Lender payment quotes often bundle escrow (property tax, home insurance and PMI) on top of principal and interest. This tool shows only P&I, which is what the amortization formula produces and what pre-approvals are sized on. If the gap is large, ask the lender for the escrow breakdown, or model the full payment in the mortgage calculator.
How much does 0.25% of rate actually matter?
On a $300,000 30-year loan around 6.5%, each quarter point moves the payment roughly $50 per month and about $17,900 of lifetime interest. The calculator computes the exact delta for your amount and term, worth knowing before paying discount points or accepting a rate lock extension fee.
Is a 15-year loan always the better deal?

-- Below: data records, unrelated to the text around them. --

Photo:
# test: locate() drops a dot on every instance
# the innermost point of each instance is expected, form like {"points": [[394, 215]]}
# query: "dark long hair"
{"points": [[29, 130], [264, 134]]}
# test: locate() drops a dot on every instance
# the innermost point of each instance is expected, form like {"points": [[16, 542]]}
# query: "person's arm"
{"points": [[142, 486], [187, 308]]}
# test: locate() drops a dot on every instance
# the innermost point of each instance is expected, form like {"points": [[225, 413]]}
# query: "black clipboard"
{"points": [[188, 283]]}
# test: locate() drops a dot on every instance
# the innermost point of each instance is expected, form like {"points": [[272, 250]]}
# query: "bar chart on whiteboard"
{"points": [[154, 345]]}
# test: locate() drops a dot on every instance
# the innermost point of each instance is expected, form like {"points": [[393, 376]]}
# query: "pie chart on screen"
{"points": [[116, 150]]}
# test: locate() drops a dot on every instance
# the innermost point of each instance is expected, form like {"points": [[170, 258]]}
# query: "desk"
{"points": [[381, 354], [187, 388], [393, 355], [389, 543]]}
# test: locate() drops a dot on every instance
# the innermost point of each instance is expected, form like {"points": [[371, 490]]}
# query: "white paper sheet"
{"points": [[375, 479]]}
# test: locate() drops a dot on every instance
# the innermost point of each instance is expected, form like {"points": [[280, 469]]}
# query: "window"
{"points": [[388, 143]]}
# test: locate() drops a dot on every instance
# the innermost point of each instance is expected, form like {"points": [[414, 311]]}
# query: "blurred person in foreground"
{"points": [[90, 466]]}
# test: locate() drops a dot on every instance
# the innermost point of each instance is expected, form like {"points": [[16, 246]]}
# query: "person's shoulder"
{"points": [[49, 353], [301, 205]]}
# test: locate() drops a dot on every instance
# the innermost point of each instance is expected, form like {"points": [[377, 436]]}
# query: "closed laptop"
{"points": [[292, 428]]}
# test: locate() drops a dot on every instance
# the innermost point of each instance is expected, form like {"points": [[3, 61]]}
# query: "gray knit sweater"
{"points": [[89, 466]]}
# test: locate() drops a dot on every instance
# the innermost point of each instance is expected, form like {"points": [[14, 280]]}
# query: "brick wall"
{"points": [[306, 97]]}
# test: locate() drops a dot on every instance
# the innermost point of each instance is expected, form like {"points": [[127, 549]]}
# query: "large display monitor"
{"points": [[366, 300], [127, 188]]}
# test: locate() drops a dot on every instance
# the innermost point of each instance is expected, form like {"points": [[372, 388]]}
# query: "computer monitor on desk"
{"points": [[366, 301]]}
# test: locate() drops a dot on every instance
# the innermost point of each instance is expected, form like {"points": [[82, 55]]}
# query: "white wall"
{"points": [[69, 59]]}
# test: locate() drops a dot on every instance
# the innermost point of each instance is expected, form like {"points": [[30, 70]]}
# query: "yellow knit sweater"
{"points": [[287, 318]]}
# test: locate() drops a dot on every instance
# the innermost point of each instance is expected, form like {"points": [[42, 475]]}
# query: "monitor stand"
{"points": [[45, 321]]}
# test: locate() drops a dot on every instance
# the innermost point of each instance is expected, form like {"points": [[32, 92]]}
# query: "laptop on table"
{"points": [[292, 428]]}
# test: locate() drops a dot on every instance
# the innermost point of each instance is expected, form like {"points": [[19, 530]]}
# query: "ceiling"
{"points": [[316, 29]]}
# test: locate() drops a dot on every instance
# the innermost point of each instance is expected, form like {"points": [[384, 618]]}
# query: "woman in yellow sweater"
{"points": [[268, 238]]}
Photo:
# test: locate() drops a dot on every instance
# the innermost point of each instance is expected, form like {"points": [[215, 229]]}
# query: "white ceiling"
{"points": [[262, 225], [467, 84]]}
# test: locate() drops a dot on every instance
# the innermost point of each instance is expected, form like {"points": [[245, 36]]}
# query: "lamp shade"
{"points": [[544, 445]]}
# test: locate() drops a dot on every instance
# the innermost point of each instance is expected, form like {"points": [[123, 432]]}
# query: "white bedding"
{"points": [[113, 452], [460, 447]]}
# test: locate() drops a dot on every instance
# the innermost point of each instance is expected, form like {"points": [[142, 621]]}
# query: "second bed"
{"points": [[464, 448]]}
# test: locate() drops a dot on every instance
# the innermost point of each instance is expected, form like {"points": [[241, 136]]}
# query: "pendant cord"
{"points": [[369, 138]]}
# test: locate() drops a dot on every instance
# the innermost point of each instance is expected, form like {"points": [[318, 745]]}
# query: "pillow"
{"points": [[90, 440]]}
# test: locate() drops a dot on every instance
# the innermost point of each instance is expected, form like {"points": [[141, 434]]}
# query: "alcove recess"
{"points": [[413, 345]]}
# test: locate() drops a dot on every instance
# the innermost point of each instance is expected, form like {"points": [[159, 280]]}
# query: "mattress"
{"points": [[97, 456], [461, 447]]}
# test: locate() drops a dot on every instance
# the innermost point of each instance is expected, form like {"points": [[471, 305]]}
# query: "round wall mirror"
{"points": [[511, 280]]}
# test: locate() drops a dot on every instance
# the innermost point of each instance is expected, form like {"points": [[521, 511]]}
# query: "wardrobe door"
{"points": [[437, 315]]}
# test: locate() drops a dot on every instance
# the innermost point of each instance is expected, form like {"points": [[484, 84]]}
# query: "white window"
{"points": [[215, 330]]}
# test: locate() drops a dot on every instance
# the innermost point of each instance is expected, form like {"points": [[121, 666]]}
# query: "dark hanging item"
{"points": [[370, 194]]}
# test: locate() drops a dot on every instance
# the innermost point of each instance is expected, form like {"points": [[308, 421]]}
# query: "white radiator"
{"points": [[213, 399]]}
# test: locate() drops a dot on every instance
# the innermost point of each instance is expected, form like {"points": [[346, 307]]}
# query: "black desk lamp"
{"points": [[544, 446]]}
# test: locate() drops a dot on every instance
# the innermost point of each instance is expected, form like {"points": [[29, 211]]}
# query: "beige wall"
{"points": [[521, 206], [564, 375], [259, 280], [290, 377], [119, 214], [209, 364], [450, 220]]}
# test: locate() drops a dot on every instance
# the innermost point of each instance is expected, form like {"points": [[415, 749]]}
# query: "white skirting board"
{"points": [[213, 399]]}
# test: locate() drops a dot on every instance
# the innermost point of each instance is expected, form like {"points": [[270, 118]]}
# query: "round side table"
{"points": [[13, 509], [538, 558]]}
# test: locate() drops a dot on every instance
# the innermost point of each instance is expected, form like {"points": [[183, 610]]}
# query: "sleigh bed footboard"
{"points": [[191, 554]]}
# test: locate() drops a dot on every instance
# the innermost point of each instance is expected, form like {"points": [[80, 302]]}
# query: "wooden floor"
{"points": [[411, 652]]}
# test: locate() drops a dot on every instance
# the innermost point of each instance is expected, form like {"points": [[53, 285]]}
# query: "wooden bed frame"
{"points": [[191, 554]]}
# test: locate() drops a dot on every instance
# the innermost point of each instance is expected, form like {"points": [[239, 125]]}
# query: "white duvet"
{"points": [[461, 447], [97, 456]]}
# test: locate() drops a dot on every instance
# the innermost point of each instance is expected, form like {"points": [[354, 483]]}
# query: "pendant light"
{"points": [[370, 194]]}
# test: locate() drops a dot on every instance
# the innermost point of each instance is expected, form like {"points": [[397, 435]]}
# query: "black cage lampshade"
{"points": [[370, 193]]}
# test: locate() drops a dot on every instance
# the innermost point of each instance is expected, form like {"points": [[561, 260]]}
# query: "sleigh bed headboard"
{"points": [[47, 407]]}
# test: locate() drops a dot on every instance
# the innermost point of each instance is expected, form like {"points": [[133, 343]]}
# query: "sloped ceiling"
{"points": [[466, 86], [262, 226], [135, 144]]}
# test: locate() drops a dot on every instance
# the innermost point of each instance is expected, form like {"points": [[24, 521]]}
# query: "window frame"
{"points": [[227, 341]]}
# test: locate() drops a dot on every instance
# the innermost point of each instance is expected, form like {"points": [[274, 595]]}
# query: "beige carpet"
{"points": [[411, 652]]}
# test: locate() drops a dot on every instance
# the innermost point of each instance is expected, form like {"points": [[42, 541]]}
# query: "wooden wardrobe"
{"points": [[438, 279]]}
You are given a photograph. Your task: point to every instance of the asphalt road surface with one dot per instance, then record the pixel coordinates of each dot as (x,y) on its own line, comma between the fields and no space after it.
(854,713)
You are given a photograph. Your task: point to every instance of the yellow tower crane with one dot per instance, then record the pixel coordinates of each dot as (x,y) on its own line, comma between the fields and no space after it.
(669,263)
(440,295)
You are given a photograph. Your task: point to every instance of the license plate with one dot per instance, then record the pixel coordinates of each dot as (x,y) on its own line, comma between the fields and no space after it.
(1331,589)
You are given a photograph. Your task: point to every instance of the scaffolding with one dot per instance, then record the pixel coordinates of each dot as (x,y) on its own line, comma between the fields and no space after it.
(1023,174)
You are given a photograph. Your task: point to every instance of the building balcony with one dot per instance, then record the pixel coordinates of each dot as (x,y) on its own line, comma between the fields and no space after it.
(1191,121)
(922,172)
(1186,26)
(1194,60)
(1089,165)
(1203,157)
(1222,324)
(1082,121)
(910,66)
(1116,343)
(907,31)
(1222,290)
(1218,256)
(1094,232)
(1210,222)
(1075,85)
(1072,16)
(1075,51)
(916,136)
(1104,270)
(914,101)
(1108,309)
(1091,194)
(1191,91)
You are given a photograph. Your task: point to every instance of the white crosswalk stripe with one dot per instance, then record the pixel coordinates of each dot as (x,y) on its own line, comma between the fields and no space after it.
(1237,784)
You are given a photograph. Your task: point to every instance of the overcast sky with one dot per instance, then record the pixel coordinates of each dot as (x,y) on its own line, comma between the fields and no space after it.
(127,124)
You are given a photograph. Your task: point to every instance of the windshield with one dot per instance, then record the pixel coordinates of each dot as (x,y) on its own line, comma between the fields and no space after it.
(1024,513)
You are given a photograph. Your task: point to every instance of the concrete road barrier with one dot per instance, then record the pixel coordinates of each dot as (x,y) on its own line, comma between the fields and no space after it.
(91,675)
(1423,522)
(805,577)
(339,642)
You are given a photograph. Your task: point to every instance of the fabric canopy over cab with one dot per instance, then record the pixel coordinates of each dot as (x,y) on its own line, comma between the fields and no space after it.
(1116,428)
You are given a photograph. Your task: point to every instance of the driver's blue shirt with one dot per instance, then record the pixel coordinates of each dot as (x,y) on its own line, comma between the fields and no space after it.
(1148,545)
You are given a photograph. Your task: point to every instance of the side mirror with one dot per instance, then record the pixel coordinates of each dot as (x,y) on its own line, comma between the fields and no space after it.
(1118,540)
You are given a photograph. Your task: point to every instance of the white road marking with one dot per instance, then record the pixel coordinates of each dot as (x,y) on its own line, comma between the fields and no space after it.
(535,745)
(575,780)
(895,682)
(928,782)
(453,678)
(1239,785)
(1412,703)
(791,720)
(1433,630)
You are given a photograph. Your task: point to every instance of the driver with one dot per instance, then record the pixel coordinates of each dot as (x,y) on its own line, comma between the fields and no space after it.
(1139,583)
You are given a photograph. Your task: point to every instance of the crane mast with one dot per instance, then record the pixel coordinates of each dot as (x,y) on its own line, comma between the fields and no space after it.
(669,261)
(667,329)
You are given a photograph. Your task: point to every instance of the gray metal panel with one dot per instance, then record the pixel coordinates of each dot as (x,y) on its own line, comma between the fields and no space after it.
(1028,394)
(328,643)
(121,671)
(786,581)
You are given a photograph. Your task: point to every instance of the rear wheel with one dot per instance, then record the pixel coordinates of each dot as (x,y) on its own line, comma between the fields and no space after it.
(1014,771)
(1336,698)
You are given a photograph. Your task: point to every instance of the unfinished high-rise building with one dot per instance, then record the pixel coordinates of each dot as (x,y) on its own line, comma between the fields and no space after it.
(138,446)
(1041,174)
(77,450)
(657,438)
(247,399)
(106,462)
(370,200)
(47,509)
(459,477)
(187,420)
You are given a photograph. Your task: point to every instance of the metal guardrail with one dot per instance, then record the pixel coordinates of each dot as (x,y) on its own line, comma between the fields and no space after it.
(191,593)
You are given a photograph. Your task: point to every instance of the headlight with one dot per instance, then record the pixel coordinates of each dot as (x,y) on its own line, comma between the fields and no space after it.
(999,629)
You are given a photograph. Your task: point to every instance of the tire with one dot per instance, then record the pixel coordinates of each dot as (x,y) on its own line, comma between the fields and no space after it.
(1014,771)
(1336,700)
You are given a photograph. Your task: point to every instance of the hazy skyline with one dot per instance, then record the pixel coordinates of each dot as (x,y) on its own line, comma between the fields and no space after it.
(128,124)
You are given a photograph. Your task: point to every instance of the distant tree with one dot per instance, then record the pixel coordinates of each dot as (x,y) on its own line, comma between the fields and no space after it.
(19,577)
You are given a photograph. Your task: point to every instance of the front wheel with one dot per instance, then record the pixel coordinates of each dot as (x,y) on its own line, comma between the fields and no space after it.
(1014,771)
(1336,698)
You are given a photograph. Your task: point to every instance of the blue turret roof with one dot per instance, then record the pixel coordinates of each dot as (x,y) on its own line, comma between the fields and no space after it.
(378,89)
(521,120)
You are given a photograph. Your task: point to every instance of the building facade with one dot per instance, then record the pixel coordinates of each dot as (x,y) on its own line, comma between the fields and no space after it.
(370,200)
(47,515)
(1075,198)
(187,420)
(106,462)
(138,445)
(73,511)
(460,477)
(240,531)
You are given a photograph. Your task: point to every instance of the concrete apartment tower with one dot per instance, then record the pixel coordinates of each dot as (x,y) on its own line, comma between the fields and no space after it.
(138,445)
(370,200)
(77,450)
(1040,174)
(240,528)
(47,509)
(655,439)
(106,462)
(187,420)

It is always cheaper in total interest, about $212,235 less on the example loan, but it is not automatically better. The higher required payment is a hard commitment; a 30-year loan with voluntary extra payments achieves much of the saving while keeping the option to fall back to the lower minimum. The right choice depends on income stability and what else the monthly difference could earn.
Can I use this for a pre-approval sanity check?
Yes, that's the core use. Take the loan amount from your pre-approval letter and the quoted rate, and check that the resulting P&I payment fits your budget with room for tax, insurance and maintenance on top. Lenders approve against gross income ratios, which routinely allows more than is comfortable to pay.
Why show payoff date if there's no start date input?
The payoff date is projected from today, assuming the first payment is due next month, which is good enough for planning. If you want a schedule anchored to a specific first-payment month, with every payment dated, the mortgage amortization calculator does exactly that.